Monday, 02 September, 2019



Mini kidneys grown from stem cells

An international team of researchers led by Nanyang Technological University, Singapore has grown ‘miniature kidneys’ (known as kidney organoids) in the laboratory that could be used to better understand how kidney diseases develop in individual patients. The research was described in the journal Cell Stem Cell.

Seeking to study the effects of genetic polycystic kidney disease — one of the most common inherited causes of kidney failure in adults — Assistant Professor Xia Yun and her team took regular adult cells from an adult patient with the disease and genetically reprogrammed them into stem cells, as the adult human body does not have any kidney stem cells. Two essential chemicals were then added to direct these induced pluripotent stem cells to grow into kidney organoids.

Four to five weeks later, these organoids developed fluid-filled cysts that are characteristic of the disease. This signalled that they were ready to be used to test the efficacy of two drug molecules with potential for treating genetic polycystic kidney disease.

Existing approaches to testing potential treatments through such ‘drug screening’ do not take account of the fact that the genetic errors that cause kidney diseases vary from patient to patient. By generating induced pluripotent stem cells from an adult patient with a genetic kidney disease, and then growing kidney organoids from them, the research team has thus paved the way for tailoring treatment plans specific to each patient.

“A patient’s genetic make-up is closely intertwined with how their kidney disease will develop, as the type of mutation within the disease-causing gene can differ from patient to patient,” said Asst Prof Xia, from the NTU Lee Kong Chian School of Medicine (LKCMedicine).

“Our kidney organoids, grown from the cells of a patient with inherited polycystic kidney disease, have allowed us to find out which drugs will be most effective for this specific patient. We believe that this approach can be extended to study many other types of kidney disease, such as diabetic nephropathy.”

Insights into human kidney development

The same approach can be employed to generate kidney organoids from stem cells derived from healthy individuals. When these kidney organoids were implanted into mice, the blood vessel network of these mini kidneys successfully connected with the host mice circulation system and developed a more mature architecture capable of preliminary filtration and reabsorption.

The team’s kidney organoids may thus offer new insights into human kidney development, which currently cannot be studied in depth due to concerns surrounding human stem cell research. While the origin of kidney blood vessel networks is not fully known, it is widely accepted that a type of stem cell known as ‘vascular progenitors’ is involved in their formation by developing into blood vessel cells.

By examining the genetic information within single cells of the organoid, the NTU-led team also discovered a new source of stem cells that contribute to making these blood vessel networks: nephron progenitor cells. Prior to this discovery, these cells were known only as precursors to nephrons, the kidney’s filtering units.

“We observed very robust and consistent development of blood vessel networks within our kidney organoids, which opens new doors to investigate the developmental origin of renal blood vessel networks, which is still not fully understood,” said NTU LKCMedicine Assistant Professor Foo Jia Nee. “Using this novel organoid platform, we unexpectedly discovered a new source of renal blood vessels that may improve our understanding of kidney development.”

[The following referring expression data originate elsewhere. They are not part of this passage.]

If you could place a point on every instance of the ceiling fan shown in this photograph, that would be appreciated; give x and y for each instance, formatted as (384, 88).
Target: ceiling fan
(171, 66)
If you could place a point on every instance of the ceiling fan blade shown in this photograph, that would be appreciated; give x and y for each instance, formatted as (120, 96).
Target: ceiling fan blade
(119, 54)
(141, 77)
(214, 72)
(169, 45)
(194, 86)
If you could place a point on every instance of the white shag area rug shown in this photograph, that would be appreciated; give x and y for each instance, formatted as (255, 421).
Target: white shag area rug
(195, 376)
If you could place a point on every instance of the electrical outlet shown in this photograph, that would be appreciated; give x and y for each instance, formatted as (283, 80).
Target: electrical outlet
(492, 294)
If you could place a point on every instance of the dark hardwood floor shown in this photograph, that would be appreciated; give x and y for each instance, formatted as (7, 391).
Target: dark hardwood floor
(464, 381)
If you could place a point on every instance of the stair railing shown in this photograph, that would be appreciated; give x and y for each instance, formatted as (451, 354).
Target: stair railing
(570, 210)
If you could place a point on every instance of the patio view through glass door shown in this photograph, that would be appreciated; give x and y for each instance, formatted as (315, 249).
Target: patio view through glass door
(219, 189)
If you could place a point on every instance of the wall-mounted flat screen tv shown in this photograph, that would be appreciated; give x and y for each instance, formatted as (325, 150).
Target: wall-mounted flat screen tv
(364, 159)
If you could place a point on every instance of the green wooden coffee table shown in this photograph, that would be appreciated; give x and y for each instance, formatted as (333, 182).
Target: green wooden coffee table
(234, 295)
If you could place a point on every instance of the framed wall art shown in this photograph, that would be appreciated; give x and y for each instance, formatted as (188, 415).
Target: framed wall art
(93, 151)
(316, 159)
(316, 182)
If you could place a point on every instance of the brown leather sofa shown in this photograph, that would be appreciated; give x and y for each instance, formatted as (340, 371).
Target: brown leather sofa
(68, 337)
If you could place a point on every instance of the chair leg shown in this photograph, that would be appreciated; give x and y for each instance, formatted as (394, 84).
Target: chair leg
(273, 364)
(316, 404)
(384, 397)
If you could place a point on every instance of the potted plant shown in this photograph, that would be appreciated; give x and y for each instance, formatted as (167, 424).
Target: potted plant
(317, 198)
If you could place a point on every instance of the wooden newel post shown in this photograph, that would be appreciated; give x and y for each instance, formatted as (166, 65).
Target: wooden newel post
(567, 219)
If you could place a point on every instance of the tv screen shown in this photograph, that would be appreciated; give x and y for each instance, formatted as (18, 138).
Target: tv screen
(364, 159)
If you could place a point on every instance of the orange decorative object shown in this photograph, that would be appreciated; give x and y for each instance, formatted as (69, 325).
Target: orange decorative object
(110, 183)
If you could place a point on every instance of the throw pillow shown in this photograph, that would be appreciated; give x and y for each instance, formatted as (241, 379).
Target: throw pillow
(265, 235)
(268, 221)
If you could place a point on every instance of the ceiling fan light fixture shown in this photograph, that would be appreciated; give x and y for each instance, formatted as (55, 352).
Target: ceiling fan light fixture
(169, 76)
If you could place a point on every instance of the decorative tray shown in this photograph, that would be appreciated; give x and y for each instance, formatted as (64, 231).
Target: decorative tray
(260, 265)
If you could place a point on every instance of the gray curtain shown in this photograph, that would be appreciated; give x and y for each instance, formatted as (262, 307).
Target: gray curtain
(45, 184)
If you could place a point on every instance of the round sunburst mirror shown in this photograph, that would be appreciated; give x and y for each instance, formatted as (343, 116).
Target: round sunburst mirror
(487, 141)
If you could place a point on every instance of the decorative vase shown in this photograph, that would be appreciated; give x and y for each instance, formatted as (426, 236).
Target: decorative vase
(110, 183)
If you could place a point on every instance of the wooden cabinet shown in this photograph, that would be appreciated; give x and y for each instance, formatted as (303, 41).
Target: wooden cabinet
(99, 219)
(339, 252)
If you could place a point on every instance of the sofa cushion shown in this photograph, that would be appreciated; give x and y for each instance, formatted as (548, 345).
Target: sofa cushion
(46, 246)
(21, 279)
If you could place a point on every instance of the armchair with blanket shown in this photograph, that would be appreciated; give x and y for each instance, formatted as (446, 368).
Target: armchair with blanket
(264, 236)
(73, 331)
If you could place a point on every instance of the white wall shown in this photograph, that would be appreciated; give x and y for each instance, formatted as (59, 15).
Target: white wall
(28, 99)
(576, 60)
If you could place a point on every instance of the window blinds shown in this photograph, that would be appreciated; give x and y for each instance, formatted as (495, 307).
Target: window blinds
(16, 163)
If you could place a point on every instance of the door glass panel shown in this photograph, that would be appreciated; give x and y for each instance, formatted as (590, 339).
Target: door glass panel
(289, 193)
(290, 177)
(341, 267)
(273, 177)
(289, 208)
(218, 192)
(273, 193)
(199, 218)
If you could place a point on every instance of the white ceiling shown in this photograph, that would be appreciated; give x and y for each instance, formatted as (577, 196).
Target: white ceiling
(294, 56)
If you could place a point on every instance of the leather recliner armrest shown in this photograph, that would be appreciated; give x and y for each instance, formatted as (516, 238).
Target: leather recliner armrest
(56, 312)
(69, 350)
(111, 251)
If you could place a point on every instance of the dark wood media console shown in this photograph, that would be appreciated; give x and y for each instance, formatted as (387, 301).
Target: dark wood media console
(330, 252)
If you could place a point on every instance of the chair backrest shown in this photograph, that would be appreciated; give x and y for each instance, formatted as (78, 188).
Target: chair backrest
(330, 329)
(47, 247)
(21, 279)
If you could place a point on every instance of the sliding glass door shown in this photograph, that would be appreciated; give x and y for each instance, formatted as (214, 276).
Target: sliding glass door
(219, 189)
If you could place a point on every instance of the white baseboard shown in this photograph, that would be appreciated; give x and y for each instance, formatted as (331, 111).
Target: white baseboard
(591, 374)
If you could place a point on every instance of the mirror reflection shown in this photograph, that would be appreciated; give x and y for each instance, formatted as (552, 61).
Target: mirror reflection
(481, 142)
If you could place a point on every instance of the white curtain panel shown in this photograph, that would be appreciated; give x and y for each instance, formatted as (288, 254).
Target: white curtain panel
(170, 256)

The mini kidneys may also be used to better understand the development of nephrons in the kidney. The number of nephrons at birth is inversely correlated with incidence of hypertension and kidney failure later in life. Being born with a high nephron number appears to provide some degree of protection against these conditions.

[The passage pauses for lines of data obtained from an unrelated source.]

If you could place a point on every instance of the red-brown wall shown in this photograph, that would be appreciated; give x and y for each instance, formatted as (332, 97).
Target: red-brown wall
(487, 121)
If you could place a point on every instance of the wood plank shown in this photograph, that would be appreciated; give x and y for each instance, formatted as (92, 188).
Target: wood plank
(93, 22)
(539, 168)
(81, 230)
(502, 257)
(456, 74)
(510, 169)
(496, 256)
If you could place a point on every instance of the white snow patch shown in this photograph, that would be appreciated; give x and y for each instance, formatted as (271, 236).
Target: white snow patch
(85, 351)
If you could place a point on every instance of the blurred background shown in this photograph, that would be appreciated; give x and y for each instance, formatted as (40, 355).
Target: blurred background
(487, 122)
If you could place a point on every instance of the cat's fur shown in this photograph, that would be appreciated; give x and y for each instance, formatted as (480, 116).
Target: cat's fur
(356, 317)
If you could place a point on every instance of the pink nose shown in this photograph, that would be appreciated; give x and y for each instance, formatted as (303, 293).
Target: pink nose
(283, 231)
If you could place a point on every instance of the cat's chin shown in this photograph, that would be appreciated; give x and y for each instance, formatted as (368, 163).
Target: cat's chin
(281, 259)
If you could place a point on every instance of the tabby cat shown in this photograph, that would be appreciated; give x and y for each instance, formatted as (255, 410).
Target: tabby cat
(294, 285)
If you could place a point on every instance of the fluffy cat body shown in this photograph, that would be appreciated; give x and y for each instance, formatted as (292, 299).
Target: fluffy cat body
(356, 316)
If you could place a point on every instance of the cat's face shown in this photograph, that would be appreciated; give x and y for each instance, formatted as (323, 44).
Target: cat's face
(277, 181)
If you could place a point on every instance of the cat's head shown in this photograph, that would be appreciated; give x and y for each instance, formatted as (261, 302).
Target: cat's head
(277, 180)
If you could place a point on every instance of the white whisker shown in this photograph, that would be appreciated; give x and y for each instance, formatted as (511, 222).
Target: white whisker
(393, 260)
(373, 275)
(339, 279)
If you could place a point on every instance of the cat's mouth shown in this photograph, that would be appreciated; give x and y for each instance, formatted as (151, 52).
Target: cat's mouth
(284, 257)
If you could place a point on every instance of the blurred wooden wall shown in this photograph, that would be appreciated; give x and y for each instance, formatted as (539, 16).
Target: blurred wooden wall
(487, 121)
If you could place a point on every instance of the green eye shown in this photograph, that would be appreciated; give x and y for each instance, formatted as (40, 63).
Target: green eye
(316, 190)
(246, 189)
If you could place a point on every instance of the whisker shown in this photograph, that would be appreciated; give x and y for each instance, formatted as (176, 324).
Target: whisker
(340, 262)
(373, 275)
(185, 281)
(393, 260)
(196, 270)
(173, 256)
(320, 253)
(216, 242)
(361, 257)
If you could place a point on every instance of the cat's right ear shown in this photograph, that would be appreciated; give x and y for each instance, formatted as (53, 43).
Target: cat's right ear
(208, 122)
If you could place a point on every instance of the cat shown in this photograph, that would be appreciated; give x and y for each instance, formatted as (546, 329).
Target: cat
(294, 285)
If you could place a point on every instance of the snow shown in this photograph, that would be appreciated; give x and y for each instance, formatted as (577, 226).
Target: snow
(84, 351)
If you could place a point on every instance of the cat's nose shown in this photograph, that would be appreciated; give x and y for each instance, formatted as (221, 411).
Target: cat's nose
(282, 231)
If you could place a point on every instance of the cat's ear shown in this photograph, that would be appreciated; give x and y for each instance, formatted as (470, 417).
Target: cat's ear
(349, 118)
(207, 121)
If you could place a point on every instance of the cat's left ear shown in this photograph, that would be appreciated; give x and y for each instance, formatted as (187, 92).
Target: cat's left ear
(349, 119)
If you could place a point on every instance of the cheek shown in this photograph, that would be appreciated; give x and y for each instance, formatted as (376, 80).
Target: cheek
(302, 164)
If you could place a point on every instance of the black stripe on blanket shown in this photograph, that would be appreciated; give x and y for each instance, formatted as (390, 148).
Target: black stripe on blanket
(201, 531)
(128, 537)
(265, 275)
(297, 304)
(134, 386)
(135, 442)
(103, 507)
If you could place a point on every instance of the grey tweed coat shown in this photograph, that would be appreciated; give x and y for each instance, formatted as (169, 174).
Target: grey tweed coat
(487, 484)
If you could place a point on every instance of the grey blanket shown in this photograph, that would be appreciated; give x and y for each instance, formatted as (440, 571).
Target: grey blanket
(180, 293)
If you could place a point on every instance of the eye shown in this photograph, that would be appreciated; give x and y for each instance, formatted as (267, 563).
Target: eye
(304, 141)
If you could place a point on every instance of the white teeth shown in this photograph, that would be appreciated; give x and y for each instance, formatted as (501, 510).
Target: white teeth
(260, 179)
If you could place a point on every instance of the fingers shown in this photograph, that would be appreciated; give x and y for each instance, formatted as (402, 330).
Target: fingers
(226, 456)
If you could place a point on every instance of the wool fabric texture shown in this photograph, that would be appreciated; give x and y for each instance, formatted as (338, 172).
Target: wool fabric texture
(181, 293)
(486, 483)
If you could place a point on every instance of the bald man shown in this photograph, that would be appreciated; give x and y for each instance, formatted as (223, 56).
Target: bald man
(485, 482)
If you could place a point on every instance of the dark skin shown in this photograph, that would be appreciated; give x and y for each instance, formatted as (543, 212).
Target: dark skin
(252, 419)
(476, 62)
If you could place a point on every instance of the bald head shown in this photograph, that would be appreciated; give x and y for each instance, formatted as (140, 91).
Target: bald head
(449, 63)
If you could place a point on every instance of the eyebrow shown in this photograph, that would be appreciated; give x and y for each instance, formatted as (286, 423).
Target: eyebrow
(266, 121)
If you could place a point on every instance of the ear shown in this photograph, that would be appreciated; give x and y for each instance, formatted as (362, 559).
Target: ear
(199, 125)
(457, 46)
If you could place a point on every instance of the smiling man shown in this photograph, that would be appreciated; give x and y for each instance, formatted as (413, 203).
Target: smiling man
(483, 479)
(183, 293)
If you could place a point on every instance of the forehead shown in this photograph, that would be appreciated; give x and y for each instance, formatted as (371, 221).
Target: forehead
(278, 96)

“A thorough understanding of human embryonic kidney development, especially how environmental factors influence the process, may help us develop ways to promote a high birth nephron number for foetuses as they develop during pregnancy,” Asst Prof Xia said.

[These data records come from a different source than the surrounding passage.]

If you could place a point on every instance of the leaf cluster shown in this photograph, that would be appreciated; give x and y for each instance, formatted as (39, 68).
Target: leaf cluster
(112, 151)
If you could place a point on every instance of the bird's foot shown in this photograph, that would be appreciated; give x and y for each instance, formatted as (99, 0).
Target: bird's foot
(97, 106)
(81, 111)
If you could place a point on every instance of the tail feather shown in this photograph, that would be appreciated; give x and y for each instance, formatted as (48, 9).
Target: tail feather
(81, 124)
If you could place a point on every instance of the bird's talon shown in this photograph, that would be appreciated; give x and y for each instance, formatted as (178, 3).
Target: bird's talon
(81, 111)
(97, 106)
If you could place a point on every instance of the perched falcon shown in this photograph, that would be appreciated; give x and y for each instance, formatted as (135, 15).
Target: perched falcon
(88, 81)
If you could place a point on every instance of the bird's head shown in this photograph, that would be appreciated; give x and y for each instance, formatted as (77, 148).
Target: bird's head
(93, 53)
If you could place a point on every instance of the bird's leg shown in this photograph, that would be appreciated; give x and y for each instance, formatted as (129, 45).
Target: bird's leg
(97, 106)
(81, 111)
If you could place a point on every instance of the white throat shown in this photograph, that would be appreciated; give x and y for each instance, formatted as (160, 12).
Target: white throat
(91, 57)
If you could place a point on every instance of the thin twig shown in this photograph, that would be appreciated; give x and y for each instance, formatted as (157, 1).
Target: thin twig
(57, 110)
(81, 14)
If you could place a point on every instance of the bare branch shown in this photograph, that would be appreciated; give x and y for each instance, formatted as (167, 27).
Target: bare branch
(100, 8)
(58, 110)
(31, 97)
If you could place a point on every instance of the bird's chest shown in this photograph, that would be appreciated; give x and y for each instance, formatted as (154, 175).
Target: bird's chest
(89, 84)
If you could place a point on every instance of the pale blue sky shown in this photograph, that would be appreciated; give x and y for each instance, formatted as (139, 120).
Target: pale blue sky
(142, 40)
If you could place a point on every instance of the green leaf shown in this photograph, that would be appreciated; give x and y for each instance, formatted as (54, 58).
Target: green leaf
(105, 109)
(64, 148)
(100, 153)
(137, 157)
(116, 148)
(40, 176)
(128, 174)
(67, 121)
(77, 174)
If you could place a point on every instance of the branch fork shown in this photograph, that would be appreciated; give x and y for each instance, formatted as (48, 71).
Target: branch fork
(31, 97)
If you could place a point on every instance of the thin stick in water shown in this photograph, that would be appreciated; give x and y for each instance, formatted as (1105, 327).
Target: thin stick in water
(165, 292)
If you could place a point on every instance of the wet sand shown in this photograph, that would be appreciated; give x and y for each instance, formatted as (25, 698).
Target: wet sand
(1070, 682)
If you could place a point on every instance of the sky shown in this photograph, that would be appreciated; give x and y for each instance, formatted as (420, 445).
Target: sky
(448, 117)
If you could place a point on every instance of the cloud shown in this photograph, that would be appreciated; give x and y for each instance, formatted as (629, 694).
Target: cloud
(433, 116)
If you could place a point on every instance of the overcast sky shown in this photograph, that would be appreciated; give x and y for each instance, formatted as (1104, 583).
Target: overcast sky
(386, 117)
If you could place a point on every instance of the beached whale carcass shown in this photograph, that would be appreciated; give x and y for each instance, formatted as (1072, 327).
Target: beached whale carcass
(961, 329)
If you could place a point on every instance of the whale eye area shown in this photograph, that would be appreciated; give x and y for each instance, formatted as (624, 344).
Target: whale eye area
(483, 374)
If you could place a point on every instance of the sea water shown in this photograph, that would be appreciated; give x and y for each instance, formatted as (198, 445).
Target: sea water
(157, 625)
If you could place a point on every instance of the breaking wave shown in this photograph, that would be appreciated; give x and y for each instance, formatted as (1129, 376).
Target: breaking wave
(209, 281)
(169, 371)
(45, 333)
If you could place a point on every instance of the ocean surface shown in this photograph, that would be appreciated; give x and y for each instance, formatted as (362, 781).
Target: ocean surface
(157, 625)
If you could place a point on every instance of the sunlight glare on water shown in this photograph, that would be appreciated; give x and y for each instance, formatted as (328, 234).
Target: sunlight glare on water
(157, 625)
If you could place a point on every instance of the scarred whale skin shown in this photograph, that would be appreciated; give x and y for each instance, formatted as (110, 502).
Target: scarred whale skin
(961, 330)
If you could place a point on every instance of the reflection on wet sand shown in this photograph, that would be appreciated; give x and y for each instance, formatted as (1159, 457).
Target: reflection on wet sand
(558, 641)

Also serving on the study was world-renowned stem cell scientist Professor Juan Carlos Izpisua Belmonte, from the Salk Institute for Biological Studies in California. He added, “Although we are still quite far away from using these kidney organoids for replacement therapy, this study has made a small step closer to this ultimate goal.”

Image caption: An image of a kidney organoid at Day 24 under confocal microscopy, which shows the preliminary development of structures in a kidney.